Located in the heart of the northern city of Porto, the magnificent Church of the Clerics (Igreja dos Clérigos) is one of Portugal’s most striking architectural landmarks.
Flanked by the iconic Torre (Tower) dos Clérigos, the church was built over a seventeen-year period between 1732 and 1749 by the renowned Florentine architect Nicholas Nazzoni, who later became known as Nicolau Nasoni after settling in Portugal.
Built on high ground just north of Porto’s historic centre, this unique oval-shaped dark granite church is blessed with an elaborate façade featuring garlands, festoons and spiral scrolls which look especially enchanting in the early morning light.
In the early years of his career, Nasoni used these motifs in the frescoes he painted and later started translating them into stone on some of the buildings he designed.
Clérigos Church was the first oval church to be built in Portugal and draws heavily on the Italian baroque of the 17th century. Another rare feature is the gallery that surrounds the entire nave which gives visitors the chance to appreciate the whole of the church’s impressive interior.
The church has many other key features, including a marble altar and rococo-inspired altarpiece, as well as two painted wooden sculptures of St Peter ad Vincula and St Philip Neri, both saints of the Brotherhood of the Clerics.
In 1753, four years after the church was concluded, Nasoni presented a project to build a bell-tower, the construction of which began the following year. Unusually sited at the far end of the church rather than over the main door, the eye-catching Torre dos Clérigos was officially inaugurated in July 1763 and has since become the most striking emblem of Porto.
Classified as a national monument in 1910, along with the church to which it is attached, the tower is built of granite with rococo flourishes and stands over 75 metres high, making it the tallest of any church tower in Portugal. Reachable by climbing up the 225 granite steps, the top of the tower features a wonderful viewing platform offering fine city views.
Indeed, visitors are richly rewarded with a head-spinning 360-degree panoramic vista over the densely packed roofs of the old town, stretching past Porto Cathedral and the bend in the River Douro out towards the Atlantic Ocean.

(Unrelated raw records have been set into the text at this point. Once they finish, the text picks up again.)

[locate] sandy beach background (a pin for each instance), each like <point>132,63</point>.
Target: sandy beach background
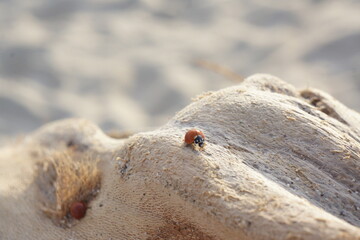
<point>130,65</point>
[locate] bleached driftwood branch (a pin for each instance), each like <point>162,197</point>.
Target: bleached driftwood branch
<point>278,164</point>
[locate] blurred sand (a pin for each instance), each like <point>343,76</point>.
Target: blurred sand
<point>131,64</point>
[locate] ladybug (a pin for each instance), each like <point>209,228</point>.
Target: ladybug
<point>195,137</point>
<point>78,210</point>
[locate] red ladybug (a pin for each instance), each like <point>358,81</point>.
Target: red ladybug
<point>78,210</point>
<point>196,137</point>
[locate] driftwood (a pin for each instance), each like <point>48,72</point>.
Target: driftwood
<point>278,164</point>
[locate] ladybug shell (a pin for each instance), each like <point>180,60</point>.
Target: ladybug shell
<point>78,210</point>
<point>191,134</point>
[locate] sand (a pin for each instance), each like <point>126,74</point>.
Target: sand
<point>131,65</point>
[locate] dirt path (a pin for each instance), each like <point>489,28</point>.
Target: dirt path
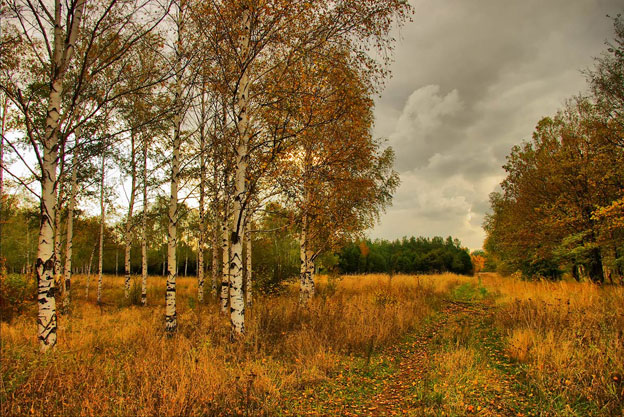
<point>417,377</point>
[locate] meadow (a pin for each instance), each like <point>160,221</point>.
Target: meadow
<point>438,345</point>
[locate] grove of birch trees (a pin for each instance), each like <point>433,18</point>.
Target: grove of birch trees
<point>216,112</point>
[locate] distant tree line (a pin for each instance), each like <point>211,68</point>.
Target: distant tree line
<point>224,107</point>
<point>408,256</point>
<point>561,208</point>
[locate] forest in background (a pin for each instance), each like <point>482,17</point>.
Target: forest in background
<point>275,253</point>
<point>561,207</point>
<point>191,123</point>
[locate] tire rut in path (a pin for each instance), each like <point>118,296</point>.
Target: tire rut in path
<point>415,361</point>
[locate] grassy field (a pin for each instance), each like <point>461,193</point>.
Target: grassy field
<point>439,345</point>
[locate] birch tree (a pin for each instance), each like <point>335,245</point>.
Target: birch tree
<point>51,32</point>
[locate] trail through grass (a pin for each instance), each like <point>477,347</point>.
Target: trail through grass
<point>455,364</point>
<point>441,345</point>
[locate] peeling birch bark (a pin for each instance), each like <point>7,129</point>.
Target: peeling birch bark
<point>249,280</point>
<point>237,301</point>
<point>102,219</point>
<point>129,225</point>
<point>144,230</point>
<point>306,287</point>
<point>202,202</point>
<point>171,322</point>
<point>69,241</point>
<point>215,256</point>
<point>62,53</point>
<point>225,275</point>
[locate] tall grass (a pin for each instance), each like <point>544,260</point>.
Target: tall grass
<point>114,359</point>
<point>570,336</point>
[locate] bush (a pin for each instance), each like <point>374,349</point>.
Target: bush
<point>16,291</point>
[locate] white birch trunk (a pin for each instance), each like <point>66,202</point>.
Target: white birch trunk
<point>172,236</point>
<point>62,54</point>
<point>69,241</point>
<point>249,279</point>
<point>306,287</point>
<point>5,103</point>
<point>45,251</point>
<point>57,235</point>
<point>237,301</point>
<point>102,220</point>
<point>129,226</point>
<point>89,271</point>
<point>144,231</point>
<point>215,255</point>
<point>216,225</point>
<point>171,322</point>
<point>225,247</point>
<point>202,212</point>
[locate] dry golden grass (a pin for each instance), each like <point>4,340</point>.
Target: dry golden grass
<point>115,360</point>
<point>570,335</point>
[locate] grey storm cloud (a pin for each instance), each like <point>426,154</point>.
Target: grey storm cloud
<point>470,80</point>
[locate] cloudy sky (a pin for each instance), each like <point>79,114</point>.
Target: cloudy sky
<point>471,78</point>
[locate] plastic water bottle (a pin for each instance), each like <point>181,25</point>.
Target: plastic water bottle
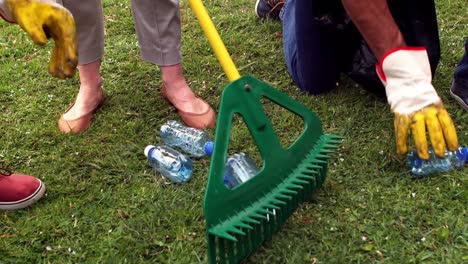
<point>239,169</point>
<point>170,163</point>
<point>453,160</point>
<point>194,141</point>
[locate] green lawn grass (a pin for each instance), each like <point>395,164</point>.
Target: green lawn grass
<point>104,203</point>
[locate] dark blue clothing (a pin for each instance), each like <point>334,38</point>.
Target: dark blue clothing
<point>321,42</point>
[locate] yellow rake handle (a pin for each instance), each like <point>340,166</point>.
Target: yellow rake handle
<point>215,40</point>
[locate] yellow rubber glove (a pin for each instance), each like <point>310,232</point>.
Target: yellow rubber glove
<point>406,74</point>
<point>43,19</point>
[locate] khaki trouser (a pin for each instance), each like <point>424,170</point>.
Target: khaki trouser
<point>157,24</point>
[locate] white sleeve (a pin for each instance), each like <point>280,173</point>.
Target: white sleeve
<point>5,12</point>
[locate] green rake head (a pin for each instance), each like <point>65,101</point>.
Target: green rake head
<point>239,220</point>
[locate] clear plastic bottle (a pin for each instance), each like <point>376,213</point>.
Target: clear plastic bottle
<point>170,163</point>
<point>194,141</point>
<point>453,160</point>
<point>239,169</point>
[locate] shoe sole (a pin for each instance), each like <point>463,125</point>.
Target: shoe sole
<point>459,100</point>
<point>26,201</point>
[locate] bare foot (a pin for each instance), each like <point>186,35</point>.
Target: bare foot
<point>86,102</point>
<point>182,97</point>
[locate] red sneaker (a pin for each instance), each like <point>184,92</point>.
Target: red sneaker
<point>18,190</point>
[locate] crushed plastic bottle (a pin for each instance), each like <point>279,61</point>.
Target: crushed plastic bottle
<point>453,160</point>
<point>239,169</point>
<point>170,163</point>
<point>194,141</point>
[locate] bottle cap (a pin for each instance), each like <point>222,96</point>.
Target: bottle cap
<point>209,148</point>
<point>148,149</point>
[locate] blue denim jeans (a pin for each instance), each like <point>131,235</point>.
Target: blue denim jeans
<point>461,72</point>
<point>320,42</point>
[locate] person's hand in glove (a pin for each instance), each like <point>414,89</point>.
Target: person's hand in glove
<point>43,19</point>
<point>406,74</point>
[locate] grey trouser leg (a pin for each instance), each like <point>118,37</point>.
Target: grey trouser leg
<point>89,21</point>
<point>157,23</point>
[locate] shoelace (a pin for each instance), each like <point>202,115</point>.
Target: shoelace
<point>5,171</point>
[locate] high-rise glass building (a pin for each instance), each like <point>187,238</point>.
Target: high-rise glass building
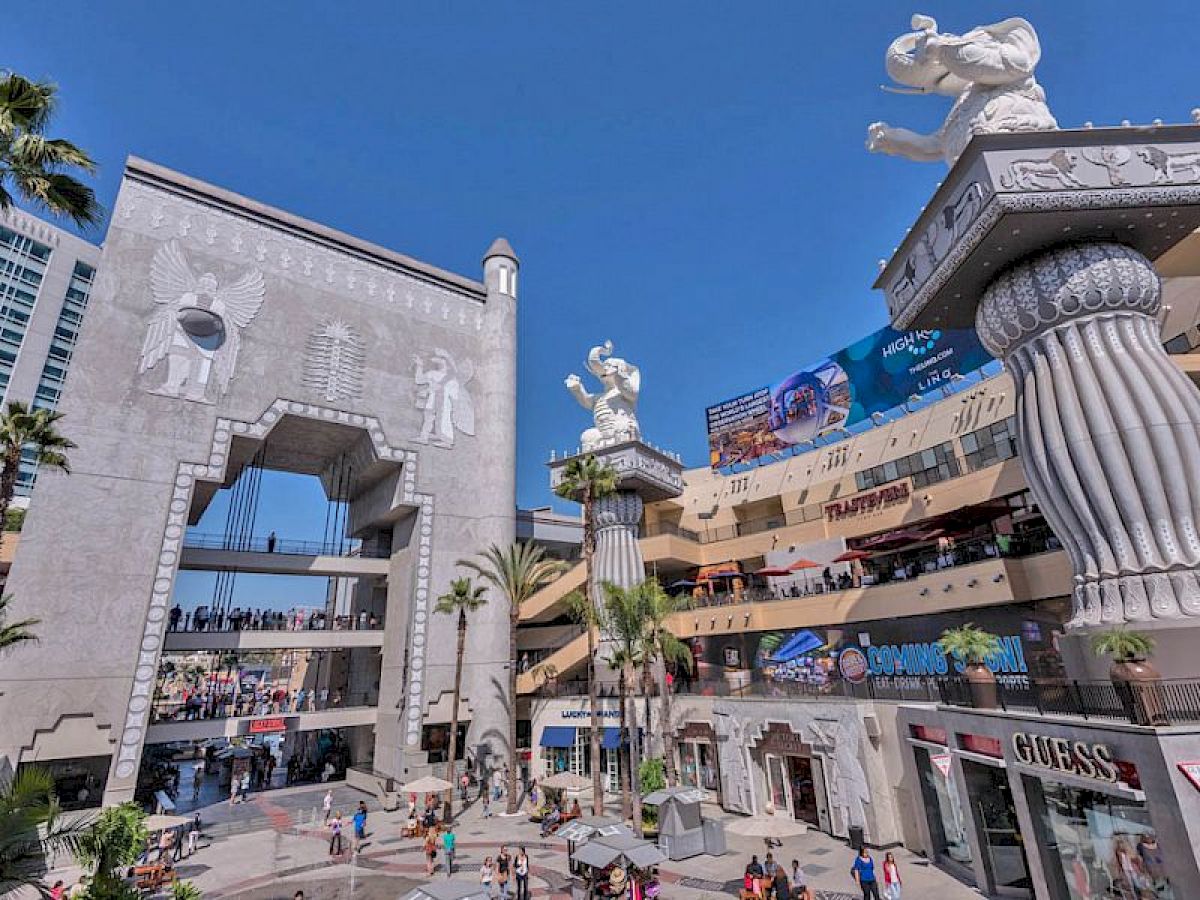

At the time of its construction, when the quay on the River Douro was the inner city’s only point of embarkation, the tower served as an important navigation landmark.
Besides enjoying all the architectural splendour of Clérigos Church and its impressive tower, visitors can take a tour of the Casa da Irmandade (House of the Brotherhood), a fascinating museum depicting the daily life of the Brotherhood of the Clerics in the mid-18th century.
There’s much to see in the Clérigos Museum, including many items of considerable artistic value (rare sculptures, paintings, furniture, jewellery, etc.) from the 13th to the 20th centuries, which form a large part of the Brotherhood’s historical and cultural heritage.
Besides Clérigos Church and Tower, Nasoni collaborated on several other important projects in the city of Porto and its environs, including the loggia of the nearby Porto Cathedral, the church of Bom Jesus (a lovely baroque church in Matosinhos just north of Porto), the Palace of Freixo and the central part of the famous Solar de Mateus featured on the label of Mateus Rosé wine bottles.
When he died on the 30th of August 1773 (aged 82), Nasoni was buried (at his request) in an unmarked tomb in the crypt of Clérigos Church, which along with the church, tower and museum can be visited by all those who appreciate his remarkable style of architecture.